Часть 1
22 июля 2016 г. в 20:52
Когда дверь звучно захлопывается, Рин, стиснув зубы, оседает на пол и щурится в попытке разглядеть что-то фальшивое и противоестественное, некую лазейку, уловку, что приведет к выходу испорченной реальности.
Ведь Хару всегда уходит молча.
А Рину лишь остается ненавидеть, всем сердцем ненавидеть и проклинать эту злосчастную минуту, гораздо больше, чем все дерьмо, в которое он когда-либо вляпывался или с которым был обязан жить. Душа пронизана агонией, предсмертно дышит черный холод. Длительная ломка разлагает тело — для исцеления нужно совсем немного тепла...
«Просто скажи мне, дурак, хоть раз признайся, что ты на самом деле чувствуешь. Дай понять, что я нужен тебе», — от боли в груди и нестерпимой обиды на глазах наворачиваются слезы — такой он, Рин, жалкий и беззащитный. Таким его делает Харука. Таким же дерьмом пропитаны все отношения.
Но прямая все вьется и изворачивается, не желая достигать конечной точки.
Это больше смахивает на дешевую порнушку, где пялят за красивое личико. Без сюжета и смысла. Погоня за зрелищностью навстречу разбитому счастью. Нет, Рин желает куда большего.
Легкое касание тонких губ, поцелуи выступающих косточек ключиц, сцепленные пальцы в замок, запах океана и умиротворенное дыхание так рядом, так близко...
«Я ненавижу эти ночи, потому что счастлив, — горечь едко пульсирует в сердце. — На миг заставляешь поверить, на ночь длиною в вечность». И крылья в очередной раз обламываются, осколки надежд режут плоть, но, черт возьми, как же это приятно кончать прямо в горло Хару. Сладостная дрожь пробегает по телу, хрипы разрывают легкие, и Рин откидывается на подушки, блаженно закрывая глаза.

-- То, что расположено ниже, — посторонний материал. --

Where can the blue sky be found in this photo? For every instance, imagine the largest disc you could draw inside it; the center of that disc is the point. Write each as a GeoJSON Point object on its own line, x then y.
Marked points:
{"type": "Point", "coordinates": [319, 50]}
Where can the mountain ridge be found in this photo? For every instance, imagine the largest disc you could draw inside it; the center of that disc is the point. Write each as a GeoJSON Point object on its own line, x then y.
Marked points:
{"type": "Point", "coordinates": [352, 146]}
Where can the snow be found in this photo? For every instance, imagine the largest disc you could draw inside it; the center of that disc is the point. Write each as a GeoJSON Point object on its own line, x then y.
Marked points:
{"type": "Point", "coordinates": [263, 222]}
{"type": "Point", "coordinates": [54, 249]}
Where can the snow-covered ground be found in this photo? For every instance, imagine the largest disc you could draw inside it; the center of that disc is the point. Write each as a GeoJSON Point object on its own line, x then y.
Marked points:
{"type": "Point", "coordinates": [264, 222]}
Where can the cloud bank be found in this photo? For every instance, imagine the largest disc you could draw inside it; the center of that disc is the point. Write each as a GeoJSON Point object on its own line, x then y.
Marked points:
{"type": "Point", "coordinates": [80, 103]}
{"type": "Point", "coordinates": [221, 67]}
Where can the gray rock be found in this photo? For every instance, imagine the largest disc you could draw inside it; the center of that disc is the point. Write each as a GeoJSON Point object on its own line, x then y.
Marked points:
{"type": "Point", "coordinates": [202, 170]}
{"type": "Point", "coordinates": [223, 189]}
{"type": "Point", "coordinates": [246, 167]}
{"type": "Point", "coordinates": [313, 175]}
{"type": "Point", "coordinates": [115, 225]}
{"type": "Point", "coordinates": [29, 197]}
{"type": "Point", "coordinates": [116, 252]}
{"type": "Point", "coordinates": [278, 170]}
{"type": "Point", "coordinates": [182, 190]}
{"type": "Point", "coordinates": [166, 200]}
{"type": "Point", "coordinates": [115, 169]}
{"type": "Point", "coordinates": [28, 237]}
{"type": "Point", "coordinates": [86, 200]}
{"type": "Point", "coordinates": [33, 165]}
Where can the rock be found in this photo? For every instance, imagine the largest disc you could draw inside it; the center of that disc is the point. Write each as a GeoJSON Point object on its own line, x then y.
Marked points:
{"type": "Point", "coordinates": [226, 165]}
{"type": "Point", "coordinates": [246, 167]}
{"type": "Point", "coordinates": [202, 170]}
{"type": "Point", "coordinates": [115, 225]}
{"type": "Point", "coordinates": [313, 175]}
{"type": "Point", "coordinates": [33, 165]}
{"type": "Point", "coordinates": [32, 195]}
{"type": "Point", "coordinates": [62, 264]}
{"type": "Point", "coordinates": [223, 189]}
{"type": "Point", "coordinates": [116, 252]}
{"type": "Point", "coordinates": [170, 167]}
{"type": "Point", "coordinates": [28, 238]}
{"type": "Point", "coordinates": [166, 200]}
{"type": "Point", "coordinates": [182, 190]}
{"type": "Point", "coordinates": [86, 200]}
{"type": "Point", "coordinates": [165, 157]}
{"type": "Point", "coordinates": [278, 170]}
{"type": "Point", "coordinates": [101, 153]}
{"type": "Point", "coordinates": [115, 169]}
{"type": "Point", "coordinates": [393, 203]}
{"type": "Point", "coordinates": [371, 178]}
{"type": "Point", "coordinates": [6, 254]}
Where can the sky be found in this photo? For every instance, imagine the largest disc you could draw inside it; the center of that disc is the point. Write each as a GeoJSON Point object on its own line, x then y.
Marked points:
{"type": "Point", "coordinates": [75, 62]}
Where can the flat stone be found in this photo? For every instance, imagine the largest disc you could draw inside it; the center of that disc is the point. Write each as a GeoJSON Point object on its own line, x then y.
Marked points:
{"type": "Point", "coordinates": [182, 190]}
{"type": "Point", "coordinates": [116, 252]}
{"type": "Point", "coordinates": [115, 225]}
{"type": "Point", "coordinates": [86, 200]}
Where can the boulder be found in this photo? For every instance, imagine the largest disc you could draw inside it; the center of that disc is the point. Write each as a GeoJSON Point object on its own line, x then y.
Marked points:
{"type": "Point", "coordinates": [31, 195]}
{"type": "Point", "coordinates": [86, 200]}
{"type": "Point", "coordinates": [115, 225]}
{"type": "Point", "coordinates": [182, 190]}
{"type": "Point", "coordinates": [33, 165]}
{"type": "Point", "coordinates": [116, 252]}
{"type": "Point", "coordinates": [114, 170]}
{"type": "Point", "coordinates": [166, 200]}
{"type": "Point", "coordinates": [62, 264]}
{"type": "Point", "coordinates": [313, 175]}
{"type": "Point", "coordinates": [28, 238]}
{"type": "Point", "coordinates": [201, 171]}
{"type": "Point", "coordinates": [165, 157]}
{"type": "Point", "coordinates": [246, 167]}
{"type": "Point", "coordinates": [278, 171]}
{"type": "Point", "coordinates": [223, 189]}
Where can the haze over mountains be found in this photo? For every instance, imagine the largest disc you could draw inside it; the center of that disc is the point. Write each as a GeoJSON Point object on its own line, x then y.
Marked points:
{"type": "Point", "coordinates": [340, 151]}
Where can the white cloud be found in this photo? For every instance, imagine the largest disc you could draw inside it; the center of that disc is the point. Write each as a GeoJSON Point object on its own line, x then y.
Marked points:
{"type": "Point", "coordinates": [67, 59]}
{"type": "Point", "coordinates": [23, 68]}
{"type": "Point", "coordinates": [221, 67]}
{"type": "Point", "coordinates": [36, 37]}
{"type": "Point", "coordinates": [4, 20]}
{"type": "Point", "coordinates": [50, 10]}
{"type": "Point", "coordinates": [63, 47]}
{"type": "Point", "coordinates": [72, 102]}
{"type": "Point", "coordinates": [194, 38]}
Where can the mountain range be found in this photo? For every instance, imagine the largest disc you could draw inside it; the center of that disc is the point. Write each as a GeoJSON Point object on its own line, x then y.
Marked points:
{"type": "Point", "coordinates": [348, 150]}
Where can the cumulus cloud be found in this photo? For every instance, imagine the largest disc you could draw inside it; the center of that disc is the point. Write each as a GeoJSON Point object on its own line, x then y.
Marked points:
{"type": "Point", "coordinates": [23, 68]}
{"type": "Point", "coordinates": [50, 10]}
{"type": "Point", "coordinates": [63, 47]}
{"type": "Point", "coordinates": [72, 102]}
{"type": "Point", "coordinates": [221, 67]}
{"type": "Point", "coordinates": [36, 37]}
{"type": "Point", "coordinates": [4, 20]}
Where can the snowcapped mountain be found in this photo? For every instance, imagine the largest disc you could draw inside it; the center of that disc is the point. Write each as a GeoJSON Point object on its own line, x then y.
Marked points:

Раствориться бы в этом мгновении.
Пульс отдает в голову, тело ломит от усталости, и сознание медленно проваливается в сон. Весьма неспокойный сон, который прервался также быстро, как и начался.
Хару знает все эрогенные зоны, все слабые места наизусть. И почему-то Рин уверен: если разбудить его посреди ночи, он без запинки перечислит их, а наутро даже не вспомнит об этом.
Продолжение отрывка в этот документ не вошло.